Di usia kandungan yang baru menginjak sembilan minggu, dirinya didiagnosis mengalami dehidrasi akut akibat mual muntah yang tak terbendung, atau dalam dunia medis kerap disebut sebagai hiperemesis gravidarum

"Minum tidak masuk, makan apalagi. Jangankan nasi, seteguk air putih saja tubuh langsung menolak. Badan rasanya sampai dingin dan gemetar karena lemas sekali," ujar Dety dengan suara lirih.

Kondisi Dety semakin diperberat dengan adanya infeksi saluran kencing (ISK) yang menyertainya, sehingga dalam satu bulan terakhir, ia sudah dua kali keluar masuk rumah sakit.

Di balik rasa sakit dan pucatnya wajah Dety, ia mengaku tenang dan tidak khawatir soal tagihan rumah sakit meskipun suaminya bekerja di seberang lautan, karena ada “teman” yang selalu setia yakni Program Jaminan Kesehatan Nasional (JKN).

Dety yang tercatat sebagai peserta mandiri kelas III ini bersyukur iuran yang ia bayarkan setiap bulannya menjadi investasi ketenangan baginya juga keluarga.

"Sudah tidak pernah khawatir soal biaya kesehatan. Saya sudah tahu semua ditanggung JKN,” katanya tegas.

Ia menyebutkan sudah berulang kali menggunakan jaminan dari BPJS Kesehatan, termasuk saat melahirkan anak keduanya.

“Kalau anak pertama lahirnya di Malaysia. Saat itu saya masih kerja di Malaysia bersama suami, hamil, melahirkan di sana, terus pulang ke Indonesia. Nah saat hamil anak kedua, saya mengalami kontraksi palsu di usia delapan bulan dan saat itu juga dirawat di rumah sakit ini,” cerita Dety.

Ia mengakui saat kondisi mendadak dan menakutkan, Program JKN selalu mampu menjadi “teman” yang mampu meredam ketakutannya soal biaya.

“Bahkan saat itu saya mendapatkan penanganan intensif yang luar biasa. Saya pulang dengan tenang karena seluruh biaya dijamin penuh, tanpa keluar uang sepeser pun,” kenangnya.

Bagi Dety, kesehatan memang tidak bisa dibeli, tetapi jaminan kesehatan adalah jembatan yang memastikan bahwa setiap nyawa, termasuk janin di rahimnya, memiliki kesempatan yang sama untuk diperjuangkan.

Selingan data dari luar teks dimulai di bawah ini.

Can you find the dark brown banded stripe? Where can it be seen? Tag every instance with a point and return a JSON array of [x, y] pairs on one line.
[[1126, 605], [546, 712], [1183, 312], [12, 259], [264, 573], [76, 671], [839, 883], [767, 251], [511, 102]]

Tidak hanya untuk urusan hamil dan persalinan, "teman" bernama JKN ini juga pernah menyelamatkan kesehatan putra sulung Dety yang harus menjalani terapi intensif akibat batuk parah di usia dua tahun, hingga prosedur bedah untuk pengangkatan benjolan dan proses sunat karena indikasi.

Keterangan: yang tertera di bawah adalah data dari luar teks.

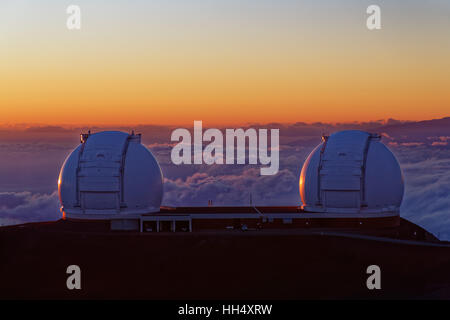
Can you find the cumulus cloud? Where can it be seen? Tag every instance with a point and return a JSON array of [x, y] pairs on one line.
[[233, 189], [20, 207]]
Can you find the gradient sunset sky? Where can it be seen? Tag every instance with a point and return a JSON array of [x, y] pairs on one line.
[[222, 61]]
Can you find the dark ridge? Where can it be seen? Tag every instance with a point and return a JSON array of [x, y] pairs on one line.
[[308, 264]]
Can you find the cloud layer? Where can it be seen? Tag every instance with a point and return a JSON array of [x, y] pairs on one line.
[[31, 160]]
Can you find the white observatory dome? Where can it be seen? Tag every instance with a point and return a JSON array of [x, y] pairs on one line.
[[109, 174], [351, 172]]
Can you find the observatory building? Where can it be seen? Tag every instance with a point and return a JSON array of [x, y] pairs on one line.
[[110, 175], [351, 172], [351, 180]]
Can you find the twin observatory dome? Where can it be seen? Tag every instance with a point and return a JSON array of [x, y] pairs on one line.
[[112, 174]]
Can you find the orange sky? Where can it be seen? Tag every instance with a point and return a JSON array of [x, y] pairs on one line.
[[299, 66]]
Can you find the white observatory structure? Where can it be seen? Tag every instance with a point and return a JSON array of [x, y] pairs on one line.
[[351, 172], [110, 175]]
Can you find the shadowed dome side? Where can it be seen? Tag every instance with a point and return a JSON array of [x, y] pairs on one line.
[[110, 173], [351, 172]]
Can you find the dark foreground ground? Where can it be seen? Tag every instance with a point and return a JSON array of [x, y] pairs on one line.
[[309, 264]]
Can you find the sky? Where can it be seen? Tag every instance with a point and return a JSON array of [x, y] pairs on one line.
[[222, 61], [305, 67]]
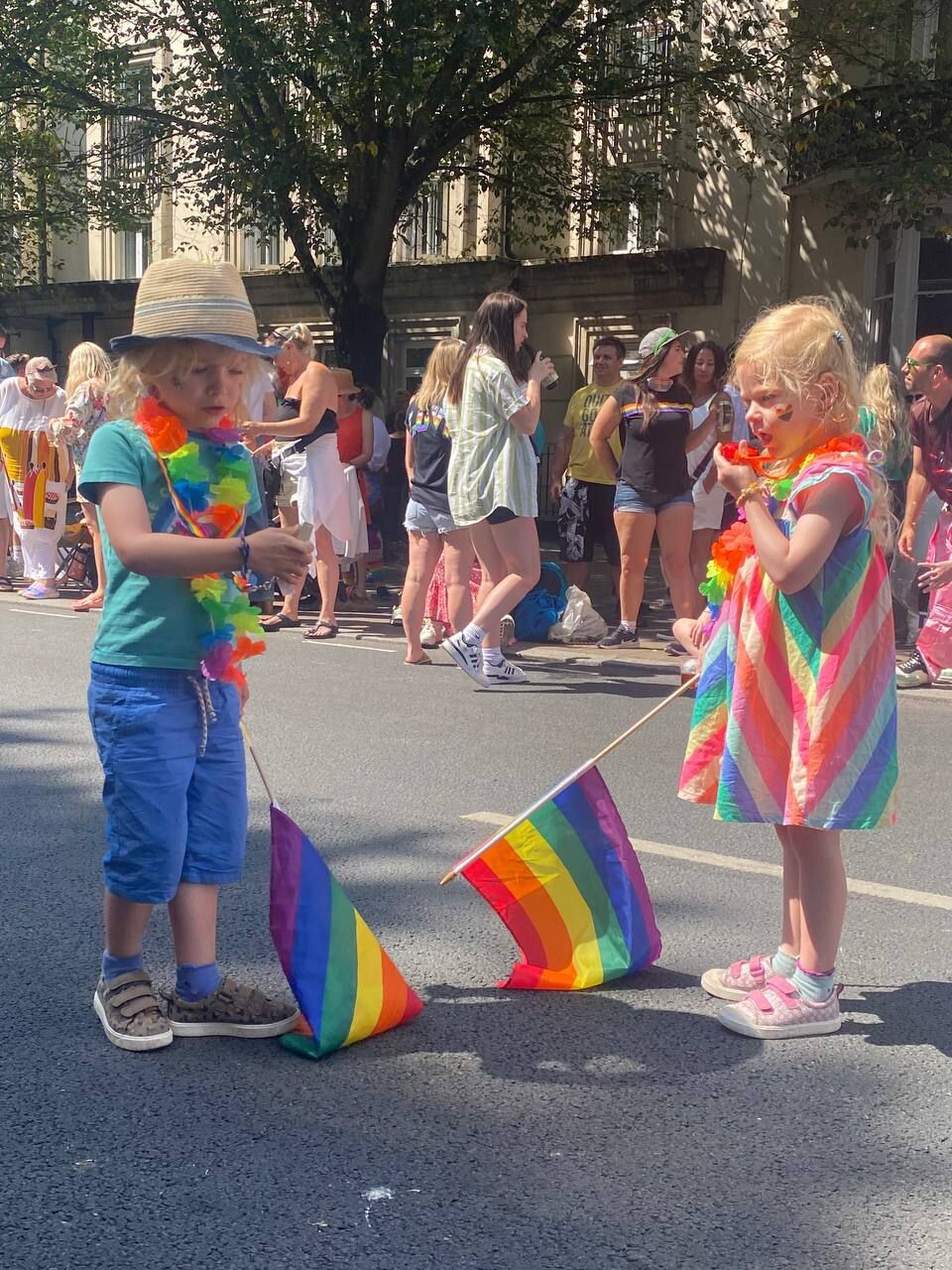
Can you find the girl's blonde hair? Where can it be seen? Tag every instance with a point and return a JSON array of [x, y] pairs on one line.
[[87, 361], [439, 367], [792, 348], [881, 397], [139, 370], [298, 334]]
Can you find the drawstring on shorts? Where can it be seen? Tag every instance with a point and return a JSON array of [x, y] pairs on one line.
[[204, 706]]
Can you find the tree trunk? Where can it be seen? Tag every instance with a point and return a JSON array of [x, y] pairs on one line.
[[359, 329]]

Semuanya dilewati dengan lancar tanpa kendala biaya, memberikan bukti nyata bahwa jaminan kesehatan ini hadir untuk seluruh anggota keluarga.

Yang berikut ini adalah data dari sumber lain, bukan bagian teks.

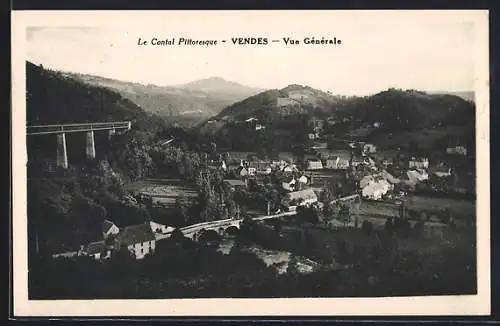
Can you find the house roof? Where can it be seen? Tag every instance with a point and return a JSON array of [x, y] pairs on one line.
[[259, 164], [235, 182], [136, 234], [107, 225], [96, 247]]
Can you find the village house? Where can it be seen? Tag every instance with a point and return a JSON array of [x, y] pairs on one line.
[[290, 168], [418, 163], [137, 239], [369, 148], [242, 172], [302, 182], [160, 228], [337, 163], [314, 165], [259, 167], [441, 171], [108, 229], [312, 136], [234, 184], [457, 150], [387, 162], [319, 146], [217, 164], [289, 183], [98, 250], [304, 197], [376, 189], [417, 175]]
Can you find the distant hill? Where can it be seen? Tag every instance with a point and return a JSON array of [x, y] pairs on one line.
[[54, 97], [219, 87], [286, 113], [185, 104]]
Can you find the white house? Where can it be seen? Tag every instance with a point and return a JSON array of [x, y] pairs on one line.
[[304, 197], [160, 228], [369, 148], [311, 136], [376, 189], [303, 179], [337, 163], [290, 168], [457, 150], [442, 171], [289, 184], [314, 165], [108, 229], [417, 175], [98, 250], [137, 239], [242, 171]]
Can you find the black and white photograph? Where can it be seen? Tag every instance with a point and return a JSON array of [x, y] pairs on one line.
[[251, 155]]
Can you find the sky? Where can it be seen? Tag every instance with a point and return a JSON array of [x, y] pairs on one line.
[[377, 52]]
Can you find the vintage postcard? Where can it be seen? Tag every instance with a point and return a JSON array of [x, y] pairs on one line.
[[250, 163]]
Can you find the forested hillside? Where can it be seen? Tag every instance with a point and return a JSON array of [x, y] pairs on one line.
[[183, 105]]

“Alhamdulillah BPJS Kesehatan sangat membantu. Jika sakit selalu menggunakan kartu JKN,” ucap Dety berulang mengucap kalimat itu.

Keputusan Dety untuk terus menjadi peserta aktif JKN segmen Peserta Pekerja Bukan Penerima Upah (PBPU) atau biasa disebut peserta mandiri adalah bentuk kesadaran akan prinsip gotong royong. Meski suaminya yang berada di luar negeri belum pernah merasakan manfaat langsung karena kondisi kesehatan yang prima, Dety tetap rutin membayar iuran.

Ia percaya bahwa uang yang ia setorkan setiap bulan mungkin sedang membantu ibu hamil lain di pelosok negeri yang sedang berjuang sepertinya.